If the rabbis concerned themselves with such issues as wine mixed with water being sold in local shops, how much stronger would their reaction have been to conflict diamonds, whose very sale is mixed with blood and death.(Press Statement, Rabbi David Saperstein, February 15, 2001)

Longstanding policies of Women of Reform Judaism stress human rights and the value of individual safety and well-being. The WRJ Board of Directors, deeply concerned about the horrors engendered in African civil strife that is funded by the sale of illegal diamonds, calls for government action to prevent the importation of such diamonds to the United States.

Over the past decade, fueled by power-seeking, poverty, famine, disease, as well as tribal and ethnic enmity, warfare has been widespread in many parts of Africa, creating enormous suffering for millions. Where the conflicts are funded by the theft, smuggling, and sale of illegal diamonds for the purchase of weapons and military supplies, such as in Angola, Sierra Leone, and the Democratic Republic of the Congo, instability and bloodshed are perpetuated. Many thousands of men, women, and children have been slaughtered, mutilated, or raped; rebel groups that are funded by illegal diamonds have forced villagers into combat, slavery, or sexual slavery.
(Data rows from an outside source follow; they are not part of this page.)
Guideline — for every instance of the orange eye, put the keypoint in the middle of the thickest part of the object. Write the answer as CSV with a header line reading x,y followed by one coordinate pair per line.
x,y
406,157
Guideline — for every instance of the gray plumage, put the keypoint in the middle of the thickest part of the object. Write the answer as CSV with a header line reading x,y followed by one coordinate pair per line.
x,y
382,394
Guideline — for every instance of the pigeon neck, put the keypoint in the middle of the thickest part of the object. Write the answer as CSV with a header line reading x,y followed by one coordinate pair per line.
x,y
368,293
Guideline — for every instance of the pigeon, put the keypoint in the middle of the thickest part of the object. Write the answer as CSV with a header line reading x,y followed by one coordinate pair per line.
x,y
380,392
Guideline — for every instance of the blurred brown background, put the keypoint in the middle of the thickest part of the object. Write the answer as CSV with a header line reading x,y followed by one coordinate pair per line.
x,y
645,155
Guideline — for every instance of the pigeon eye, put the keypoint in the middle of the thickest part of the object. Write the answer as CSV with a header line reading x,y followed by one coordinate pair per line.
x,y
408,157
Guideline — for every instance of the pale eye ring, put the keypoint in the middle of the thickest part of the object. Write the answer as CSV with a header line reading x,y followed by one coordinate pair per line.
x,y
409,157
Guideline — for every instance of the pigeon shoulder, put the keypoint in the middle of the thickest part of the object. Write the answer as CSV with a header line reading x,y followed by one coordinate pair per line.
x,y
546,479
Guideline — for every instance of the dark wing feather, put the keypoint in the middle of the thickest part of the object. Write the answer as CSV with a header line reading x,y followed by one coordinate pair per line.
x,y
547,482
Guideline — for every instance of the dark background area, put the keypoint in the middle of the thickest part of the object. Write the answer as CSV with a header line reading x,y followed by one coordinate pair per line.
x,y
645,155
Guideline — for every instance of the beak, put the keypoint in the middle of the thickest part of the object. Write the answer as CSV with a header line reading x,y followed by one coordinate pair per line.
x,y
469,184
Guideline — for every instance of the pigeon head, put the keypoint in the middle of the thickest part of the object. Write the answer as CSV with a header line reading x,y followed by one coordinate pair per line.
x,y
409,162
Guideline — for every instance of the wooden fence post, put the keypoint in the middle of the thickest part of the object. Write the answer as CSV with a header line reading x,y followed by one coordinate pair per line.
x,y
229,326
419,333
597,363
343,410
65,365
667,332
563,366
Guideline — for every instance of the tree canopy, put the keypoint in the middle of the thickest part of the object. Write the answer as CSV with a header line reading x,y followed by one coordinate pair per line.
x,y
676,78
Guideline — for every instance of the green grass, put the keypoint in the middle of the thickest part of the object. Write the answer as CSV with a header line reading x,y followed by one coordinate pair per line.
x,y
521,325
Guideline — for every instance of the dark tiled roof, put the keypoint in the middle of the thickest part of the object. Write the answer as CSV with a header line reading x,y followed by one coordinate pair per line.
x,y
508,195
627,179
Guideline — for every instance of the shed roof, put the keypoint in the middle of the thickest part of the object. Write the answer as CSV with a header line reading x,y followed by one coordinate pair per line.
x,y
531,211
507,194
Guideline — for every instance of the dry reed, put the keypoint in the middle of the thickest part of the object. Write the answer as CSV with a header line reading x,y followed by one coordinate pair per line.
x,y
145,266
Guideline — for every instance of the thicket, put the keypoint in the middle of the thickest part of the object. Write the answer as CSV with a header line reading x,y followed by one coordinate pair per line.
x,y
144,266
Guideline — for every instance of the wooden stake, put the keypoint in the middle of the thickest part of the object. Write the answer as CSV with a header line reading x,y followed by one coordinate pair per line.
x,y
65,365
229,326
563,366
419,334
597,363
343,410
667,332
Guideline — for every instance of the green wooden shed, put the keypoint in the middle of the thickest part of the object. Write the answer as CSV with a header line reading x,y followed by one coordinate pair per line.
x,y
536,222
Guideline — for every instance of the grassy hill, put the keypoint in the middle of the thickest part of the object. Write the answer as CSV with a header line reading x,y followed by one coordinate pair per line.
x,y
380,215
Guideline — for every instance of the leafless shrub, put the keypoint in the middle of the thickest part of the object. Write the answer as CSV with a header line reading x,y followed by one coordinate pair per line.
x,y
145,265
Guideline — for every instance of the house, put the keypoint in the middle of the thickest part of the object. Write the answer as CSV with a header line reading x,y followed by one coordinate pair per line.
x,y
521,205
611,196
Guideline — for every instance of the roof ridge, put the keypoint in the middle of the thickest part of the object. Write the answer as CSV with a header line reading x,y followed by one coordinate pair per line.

An international diamond certification system, known as the Kimberly process, is being developed, which would enable the exclusion of conflict diamonds from the international market. A recent meeting of the Kimberly Process dealt with several provisions, including independent monitoring and a standard statistical database. The United States has not yet endorsed the provisions of the Kimberly process. In addition, the Clean Diamond Act, currently in Congress, would set up restrictions on the importing of diamonds from countries that have not implemented a system of control over their diamond supplies, thus ending the funding source for the brutal imposition of carnage.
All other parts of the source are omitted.